I don’t always understand what I’m looking at when I enter a gallery. Contemporary art often doesn’t look pretty, and the art world certainly enjoys a little mystery. It’s You. Not Me., currently on view at Andrew Kreps Gallery, presents carefully arranged objects of six well known artists — only a few of which rely on craftsmanship. A giant canvas in the center of the exhibition, with the silk-screened words “Die Collector Scum,” doesn’t scream nuance on first read. And as the title aptly suggests, It’s You. Not Me places the burden on the viewer to decode the work. 

The payback for doing so yields mixed results in this case, but there’s more than a few good ideas worth contemplating. As a whole, the show presents finger-pointing social critique and art questioning the authority of the image and image-maker. Typically working through the lens of photographic and digital reproduction, these artists suggest meaning may not be as it seems.
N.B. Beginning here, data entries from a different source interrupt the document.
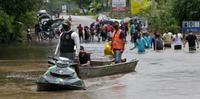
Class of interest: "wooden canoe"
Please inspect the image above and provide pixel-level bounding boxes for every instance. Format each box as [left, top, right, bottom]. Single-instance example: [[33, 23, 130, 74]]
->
[[79, 60, 138, 79]]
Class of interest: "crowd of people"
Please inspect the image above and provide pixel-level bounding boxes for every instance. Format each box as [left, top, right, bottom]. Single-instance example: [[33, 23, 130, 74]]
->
[[55, 15, 199, 66]]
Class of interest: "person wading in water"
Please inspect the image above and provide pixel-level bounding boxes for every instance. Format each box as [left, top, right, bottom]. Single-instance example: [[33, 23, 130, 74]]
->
[[111, 21, 125, 63]]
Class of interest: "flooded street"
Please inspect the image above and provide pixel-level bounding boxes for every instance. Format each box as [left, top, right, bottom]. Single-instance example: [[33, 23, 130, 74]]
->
[[0, 15, 200, 99]]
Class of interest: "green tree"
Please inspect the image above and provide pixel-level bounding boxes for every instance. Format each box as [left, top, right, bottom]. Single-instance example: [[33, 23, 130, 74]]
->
[[173, 0, 200, 25], [0, 0, 42, 43]]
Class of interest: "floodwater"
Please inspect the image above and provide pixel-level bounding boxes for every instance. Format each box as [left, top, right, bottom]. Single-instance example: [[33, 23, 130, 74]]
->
[[0, 42, 200, 99], [0, 17, 200, 99]]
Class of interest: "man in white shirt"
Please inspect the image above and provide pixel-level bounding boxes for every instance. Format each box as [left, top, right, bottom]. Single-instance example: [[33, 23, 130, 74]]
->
[[54, 21, 80, 61]]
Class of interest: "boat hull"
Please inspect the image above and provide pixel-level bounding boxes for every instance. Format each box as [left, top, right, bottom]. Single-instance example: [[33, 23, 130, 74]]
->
[[79, 60, 138, 78], [37, 83, 84, 91]]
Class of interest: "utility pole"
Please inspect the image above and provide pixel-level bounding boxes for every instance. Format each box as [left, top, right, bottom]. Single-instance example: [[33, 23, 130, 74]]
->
[[151, 0, 155, 17]]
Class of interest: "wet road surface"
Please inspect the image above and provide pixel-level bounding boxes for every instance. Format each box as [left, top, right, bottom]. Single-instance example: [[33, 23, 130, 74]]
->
[[0, 15, 200, 99]]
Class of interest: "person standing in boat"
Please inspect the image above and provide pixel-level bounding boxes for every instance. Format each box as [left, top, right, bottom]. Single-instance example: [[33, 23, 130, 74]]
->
[[54, 20, 80, 61], [111, 21, 125, 63]]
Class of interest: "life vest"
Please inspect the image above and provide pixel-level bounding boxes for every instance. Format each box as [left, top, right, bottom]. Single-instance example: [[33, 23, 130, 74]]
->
[[112, 29, 124, 50], [60, 31, 75, 53]]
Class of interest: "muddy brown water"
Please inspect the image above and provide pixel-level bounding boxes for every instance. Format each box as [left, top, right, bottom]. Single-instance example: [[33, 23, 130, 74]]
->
[[0, 42, 200, 99]]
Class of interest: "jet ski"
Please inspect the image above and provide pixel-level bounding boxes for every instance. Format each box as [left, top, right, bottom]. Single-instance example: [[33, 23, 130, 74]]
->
[[36, 57, 85, 91]]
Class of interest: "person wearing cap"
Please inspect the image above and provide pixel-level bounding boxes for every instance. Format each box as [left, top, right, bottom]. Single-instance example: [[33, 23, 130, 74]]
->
[[79, 46, 91, 66], [54, 21, 80, 62], [183, 32, 199, 51]]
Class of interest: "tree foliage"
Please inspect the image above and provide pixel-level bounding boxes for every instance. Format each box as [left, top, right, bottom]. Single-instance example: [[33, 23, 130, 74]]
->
[[140, 0, 180, 33], [0, 0, 42, 43], [173, 0, 200, 25]]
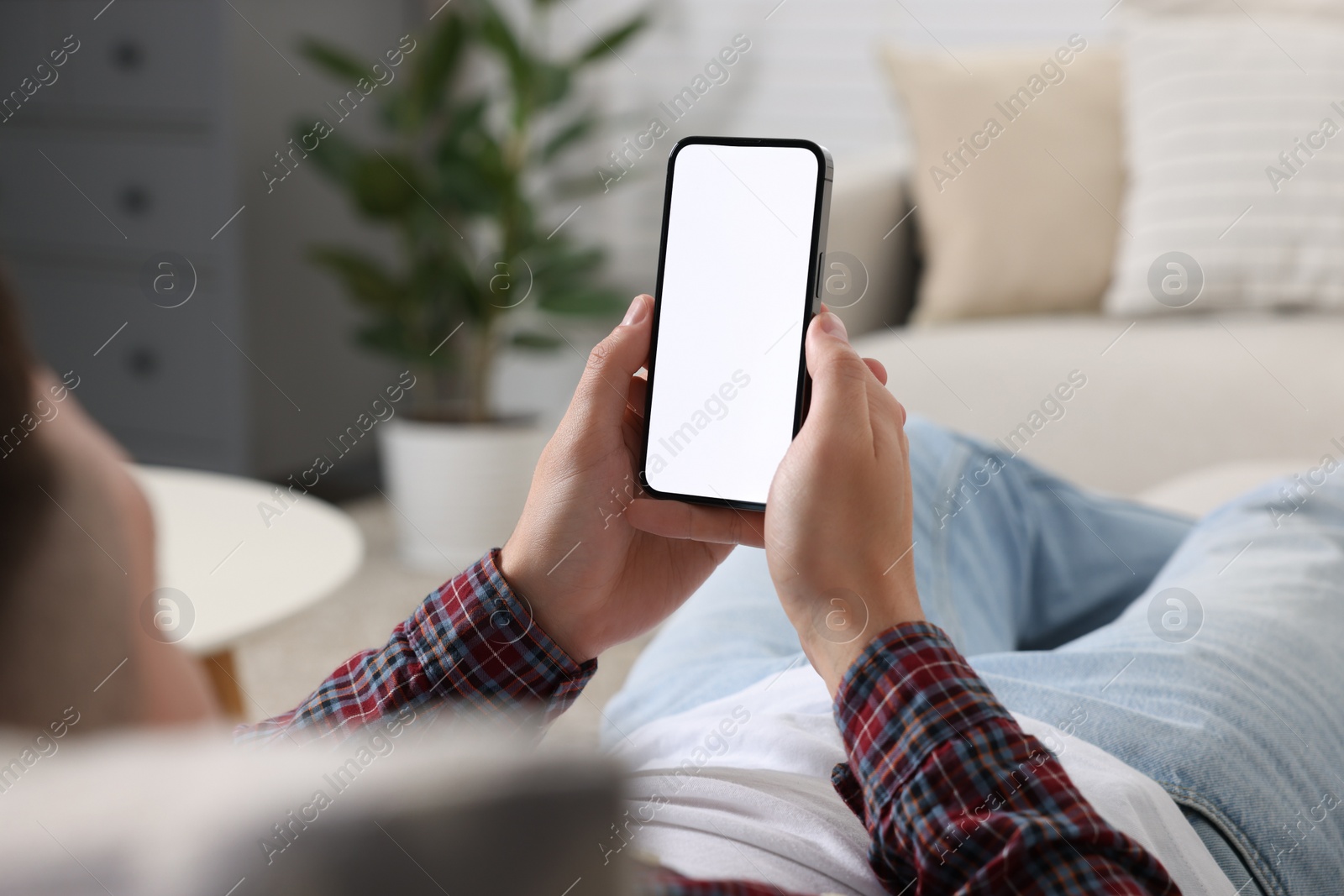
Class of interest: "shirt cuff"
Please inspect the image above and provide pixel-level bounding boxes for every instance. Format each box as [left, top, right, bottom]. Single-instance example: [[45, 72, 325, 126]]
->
[[406, 548, 596, 721], [832, 622, 1011, 820]]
In the case of SCUM: Screen print after Merlin Carpenter, The Opening: The Black Paintings #7, 2007, 2008, (aka “Die Collector Scum”), Reena Spaulings, a fictional artist and dealer conceived by the artist collective The Bernadette Corporation, reproduces a performance artifact from her gallery’s conceptual painter Merlin Carpenter. Spaulings at this point seems more real than fake (the gallery makes sales and attends art fairs), but is an angry unsellable art object bettered by its dealer’s remake? Yes — her reproduction of a unique image increases the value of both through the extremity of the act — though I’m unsure if it’s enough to make the piece. Die Collector Scum, as text alone, may ultimately prove too powerful a cliché to maintain the insider history. 
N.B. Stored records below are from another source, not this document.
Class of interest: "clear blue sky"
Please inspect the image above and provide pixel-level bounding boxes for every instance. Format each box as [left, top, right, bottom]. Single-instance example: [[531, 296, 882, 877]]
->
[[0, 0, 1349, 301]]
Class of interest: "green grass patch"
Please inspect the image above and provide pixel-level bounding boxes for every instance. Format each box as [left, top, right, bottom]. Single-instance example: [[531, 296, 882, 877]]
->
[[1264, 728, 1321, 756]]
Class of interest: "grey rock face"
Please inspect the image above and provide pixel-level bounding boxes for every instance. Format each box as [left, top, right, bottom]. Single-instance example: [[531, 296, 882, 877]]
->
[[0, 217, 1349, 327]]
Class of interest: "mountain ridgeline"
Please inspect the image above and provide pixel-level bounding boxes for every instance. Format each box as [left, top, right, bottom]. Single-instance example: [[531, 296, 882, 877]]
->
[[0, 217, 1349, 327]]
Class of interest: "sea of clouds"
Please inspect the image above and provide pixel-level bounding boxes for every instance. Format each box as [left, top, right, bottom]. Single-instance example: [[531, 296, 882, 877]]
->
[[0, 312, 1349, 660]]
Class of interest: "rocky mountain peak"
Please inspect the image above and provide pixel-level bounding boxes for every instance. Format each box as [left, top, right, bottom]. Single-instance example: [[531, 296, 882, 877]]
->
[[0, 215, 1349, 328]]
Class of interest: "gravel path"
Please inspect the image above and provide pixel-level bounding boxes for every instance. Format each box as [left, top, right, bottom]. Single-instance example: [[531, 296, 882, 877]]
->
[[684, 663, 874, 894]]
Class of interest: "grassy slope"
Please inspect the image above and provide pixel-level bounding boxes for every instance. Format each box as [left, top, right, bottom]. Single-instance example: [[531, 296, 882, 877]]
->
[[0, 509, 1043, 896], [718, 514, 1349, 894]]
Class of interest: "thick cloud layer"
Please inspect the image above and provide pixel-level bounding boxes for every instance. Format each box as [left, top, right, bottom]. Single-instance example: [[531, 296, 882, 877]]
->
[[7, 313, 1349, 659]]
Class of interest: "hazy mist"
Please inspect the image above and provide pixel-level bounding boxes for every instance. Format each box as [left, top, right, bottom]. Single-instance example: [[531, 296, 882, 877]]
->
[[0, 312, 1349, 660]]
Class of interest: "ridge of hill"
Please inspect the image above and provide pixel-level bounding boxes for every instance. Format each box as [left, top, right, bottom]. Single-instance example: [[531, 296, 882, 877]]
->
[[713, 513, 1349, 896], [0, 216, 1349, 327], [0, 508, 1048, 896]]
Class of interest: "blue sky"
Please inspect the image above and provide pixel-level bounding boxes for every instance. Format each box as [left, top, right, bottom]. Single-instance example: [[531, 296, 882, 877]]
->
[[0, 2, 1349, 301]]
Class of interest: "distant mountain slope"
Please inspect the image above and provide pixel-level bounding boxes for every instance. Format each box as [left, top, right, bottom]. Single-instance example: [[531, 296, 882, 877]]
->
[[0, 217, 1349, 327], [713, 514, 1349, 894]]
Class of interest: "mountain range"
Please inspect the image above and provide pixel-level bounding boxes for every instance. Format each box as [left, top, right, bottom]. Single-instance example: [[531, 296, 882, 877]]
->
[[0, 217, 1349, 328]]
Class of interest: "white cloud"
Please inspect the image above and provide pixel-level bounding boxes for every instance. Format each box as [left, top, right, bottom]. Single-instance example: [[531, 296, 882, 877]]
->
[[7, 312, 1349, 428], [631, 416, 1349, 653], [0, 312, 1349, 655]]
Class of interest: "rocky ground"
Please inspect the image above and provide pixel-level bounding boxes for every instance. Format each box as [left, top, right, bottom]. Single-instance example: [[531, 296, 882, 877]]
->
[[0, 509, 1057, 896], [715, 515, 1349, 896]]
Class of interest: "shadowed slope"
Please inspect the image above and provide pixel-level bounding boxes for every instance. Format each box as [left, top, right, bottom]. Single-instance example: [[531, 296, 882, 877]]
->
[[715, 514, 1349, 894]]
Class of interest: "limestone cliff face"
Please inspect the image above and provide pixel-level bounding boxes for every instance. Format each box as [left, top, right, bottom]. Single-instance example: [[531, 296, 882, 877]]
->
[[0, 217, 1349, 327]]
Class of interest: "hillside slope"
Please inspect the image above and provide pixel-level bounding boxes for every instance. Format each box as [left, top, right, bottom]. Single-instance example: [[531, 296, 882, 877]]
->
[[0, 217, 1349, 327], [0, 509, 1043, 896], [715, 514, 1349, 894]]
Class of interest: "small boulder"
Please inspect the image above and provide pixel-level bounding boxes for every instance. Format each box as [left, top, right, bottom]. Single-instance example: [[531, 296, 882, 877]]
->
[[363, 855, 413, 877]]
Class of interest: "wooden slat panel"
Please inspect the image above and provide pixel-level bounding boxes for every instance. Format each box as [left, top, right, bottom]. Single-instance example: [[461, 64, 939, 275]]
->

Directly opposite Spaulings’ loud silkscreen, Hans-Peter Feldmann’s discreet camouflage camera faces an adjacent wall filled with Lutz Bacher’s photographs, all made from found prints and negatives. In contrast to Die Collector Scum, Feldmann’s camera, covered in hand-painted flowers, comments less on the value of reproduction than the invisibility of its mechanical production. There’s an enjoyable eccentricity to the idea that by mimicking a snapshot so commonly made, the camera might actually get lost in its “natural” environment.  

Goshka Macuga’s photo on wooden stump sculpture Log Collage of a Girl Drawing takes an alternative approach, in the sense that reproduction itself depicts rendering. Some satisfaction can be derived from the juxtaposition of a flat, free-standing photograph and the three-dimensional log, but its inclusion has a “gallery artist conveniently matching show themes” feel to it. It’s not her strongest work. 
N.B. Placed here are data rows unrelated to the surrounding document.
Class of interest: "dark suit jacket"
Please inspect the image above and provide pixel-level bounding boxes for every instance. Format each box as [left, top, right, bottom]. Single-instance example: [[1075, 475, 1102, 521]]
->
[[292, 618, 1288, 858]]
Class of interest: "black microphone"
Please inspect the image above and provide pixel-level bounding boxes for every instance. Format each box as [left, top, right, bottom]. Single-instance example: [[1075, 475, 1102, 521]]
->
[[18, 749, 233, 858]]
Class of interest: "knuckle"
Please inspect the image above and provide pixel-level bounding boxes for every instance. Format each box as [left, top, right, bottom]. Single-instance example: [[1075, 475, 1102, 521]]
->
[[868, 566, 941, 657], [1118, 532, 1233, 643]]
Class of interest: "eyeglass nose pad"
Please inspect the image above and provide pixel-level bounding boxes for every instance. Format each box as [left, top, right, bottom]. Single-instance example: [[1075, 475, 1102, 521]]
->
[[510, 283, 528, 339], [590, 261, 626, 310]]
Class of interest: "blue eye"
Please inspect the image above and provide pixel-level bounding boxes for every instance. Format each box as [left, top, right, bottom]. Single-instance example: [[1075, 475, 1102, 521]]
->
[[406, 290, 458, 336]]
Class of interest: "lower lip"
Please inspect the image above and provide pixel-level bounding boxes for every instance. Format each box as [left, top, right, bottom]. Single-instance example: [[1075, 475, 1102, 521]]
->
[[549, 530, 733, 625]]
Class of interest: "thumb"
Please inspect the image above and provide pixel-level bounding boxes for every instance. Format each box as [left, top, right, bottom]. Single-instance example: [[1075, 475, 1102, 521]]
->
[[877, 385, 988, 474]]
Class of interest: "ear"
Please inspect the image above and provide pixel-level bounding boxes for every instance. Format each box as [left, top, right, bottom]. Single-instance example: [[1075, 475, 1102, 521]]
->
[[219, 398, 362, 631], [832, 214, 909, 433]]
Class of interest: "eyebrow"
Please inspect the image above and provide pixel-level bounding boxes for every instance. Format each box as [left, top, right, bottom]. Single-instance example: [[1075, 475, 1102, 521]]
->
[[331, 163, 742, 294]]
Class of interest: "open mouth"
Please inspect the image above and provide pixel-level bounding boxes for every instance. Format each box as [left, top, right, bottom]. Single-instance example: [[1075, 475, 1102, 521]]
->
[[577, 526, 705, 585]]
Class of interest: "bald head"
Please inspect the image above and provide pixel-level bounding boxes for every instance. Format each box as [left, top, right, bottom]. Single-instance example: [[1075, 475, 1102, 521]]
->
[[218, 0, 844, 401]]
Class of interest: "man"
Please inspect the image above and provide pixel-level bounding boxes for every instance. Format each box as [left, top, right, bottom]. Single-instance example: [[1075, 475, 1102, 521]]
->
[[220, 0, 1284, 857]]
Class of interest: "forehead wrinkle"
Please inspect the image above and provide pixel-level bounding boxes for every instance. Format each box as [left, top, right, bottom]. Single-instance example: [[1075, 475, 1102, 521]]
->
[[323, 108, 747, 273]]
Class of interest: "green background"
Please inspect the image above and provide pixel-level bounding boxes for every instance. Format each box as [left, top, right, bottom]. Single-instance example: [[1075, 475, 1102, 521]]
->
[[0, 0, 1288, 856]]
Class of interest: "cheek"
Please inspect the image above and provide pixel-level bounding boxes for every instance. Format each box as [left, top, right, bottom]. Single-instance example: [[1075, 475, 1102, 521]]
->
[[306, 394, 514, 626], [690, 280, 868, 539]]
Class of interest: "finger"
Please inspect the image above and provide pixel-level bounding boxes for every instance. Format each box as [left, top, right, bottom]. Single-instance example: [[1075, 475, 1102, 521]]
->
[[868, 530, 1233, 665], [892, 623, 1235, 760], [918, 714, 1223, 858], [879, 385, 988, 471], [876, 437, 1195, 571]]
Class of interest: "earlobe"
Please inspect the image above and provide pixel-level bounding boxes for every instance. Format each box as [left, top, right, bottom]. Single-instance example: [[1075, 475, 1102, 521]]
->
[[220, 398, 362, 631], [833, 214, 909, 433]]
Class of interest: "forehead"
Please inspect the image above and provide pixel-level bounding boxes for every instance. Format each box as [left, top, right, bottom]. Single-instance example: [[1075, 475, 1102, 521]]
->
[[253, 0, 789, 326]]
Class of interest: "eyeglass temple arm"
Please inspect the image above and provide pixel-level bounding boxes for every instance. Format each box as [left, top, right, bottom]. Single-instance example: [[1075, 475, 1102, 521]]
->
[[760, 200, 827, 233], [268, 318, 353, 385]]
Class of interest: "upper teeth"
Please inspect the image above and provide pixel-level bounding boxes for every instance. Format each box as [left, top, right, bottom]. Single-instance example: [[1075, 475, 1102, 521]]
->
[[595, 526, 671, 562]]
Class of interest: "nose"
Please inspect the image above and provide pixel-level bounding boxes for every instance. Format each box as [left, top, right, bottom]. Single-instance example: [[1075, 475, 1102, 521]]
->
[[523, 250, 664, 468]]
Of course, neither is that by famed feminist artist VALIE EXPORT, but when one of your best known pieces includes walking into a porn cinema wearing crotchless pants and brandishing machine guns, the standards are set pretty high. In Erwartung (Expectation), the artist brings together a black-and-white image in which she cradles a vacuum cleaner with a full-color tondo of a Renaissance painting depicting Virgin Mary and other studious biblical figures. Described as a “Re-enactment,” EXPORT interprets the contemporary role of Mary as a nurturing housewife. 

Surprisingly, above any other artist in a show about reproduction and disguise, EXPORT employs metaphor. It’s unlikely this says too much more about the contemporary art makers in the group — as far as I can tell simile isn’t something in danger of disappearing any time soon — but perhaps the ideas in this show are just as easily executed without them. After all, why allude to Die Collector Scum when its verbatim reproduction has just as much value if not more?